I am hoping that businesses will come into our neighborhood to fill these gaps and I have no preference as to weather they are locally owned or part of a chain:

Movie Theater (first run)
Shoe stores
Clothing Stores
Department store (Target/Wal-Mart type)
More Restaurants
Spa/Nails etc.
Full service bookstore (Barnes & Noble size)
Supermarket (Whole Foods does not have everything and Giant is really run-down)

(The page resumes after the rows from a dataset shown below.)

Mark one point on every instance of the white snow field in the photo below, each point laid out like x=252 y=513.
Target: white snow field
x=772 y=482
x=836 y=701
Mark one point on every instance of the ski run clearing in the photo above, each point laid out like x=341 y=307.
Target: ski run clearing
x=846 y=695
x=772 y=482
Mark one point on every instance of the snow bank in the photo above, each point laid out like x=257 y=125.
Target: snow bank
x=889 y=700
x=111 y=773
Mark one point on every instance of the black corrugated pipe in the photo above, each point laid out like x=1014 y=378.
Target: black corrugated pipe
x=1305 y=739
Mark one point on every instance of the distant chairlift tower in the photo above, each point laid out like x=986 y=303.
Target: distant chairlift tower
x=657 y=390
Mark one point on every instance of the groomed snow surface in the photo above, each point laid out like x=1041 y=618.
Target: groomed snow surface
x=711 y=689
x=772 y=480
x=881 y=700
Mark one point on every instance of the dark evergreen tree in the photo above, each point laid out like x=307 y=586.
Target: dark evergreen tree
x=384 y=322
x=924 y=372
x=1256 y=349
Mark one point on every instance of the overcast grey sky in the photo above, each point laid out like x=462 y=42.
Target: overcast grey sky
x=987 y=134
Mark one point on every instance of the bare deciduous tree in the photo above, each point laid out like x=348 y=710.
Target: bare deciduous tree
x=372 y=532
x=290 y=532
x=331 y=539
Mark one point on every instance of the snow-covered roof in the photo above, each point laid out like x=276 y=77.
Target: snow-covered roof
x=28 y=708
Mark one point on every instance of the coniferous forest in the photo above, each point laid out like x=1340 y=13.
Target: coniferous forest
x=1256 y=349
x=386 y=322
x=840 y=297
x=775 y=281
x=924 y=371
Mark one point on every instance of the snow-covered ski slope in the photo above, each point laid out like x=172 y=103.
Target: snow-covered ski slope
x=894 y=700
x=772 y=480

If everything I needed was within walking distance of my home I would not shop anywhere else and I am sure many other people would do the same. Sales tax/business income tax revenues would increase and there would be new jobs created which would increase personal income tax revenue.

Anonymous said...

As far as Ben's Chili Bowl goes why they have not franchised it is beyond me. They have name recognition and a loyal following. We would certainly eat there if they opened up on 14th!

Anonymous said...

and while we are fantasizing: an upscale 24/7 diner!

Rich said...

I'd settle for a Denny's at this point ;-) The local, independent businesses don't cut it when it comes to 24 hour dining. Even 7-11 is better!

Anonymous said...

mmmm..... diner.....

what is it with anyplace other than ny metro in terms of being able to go to you know... the diner.... it doesn't need a name... it's just... the diner...

dl004d said...

So what if it has become Clarendon-town? Why should people have to go out to Clarendon to get a Clarendon-like place? (That is, what's wrong with a strip of restaurants and shopping? You'd rather have boarded up buildings and be forced to drive out to Virginia?)

Anonymous said...

I'd like a neighborhood restaurant like Dupont Italian Kitchen. I told the owner that he should open one on 9th St. and name it it "Logan Italian Kitchen"! There are too many fancy places and not enough casual inexpensive options.

Rob Halligan said...

Part of the reason Dupont is hurting is because Logan is doing so well.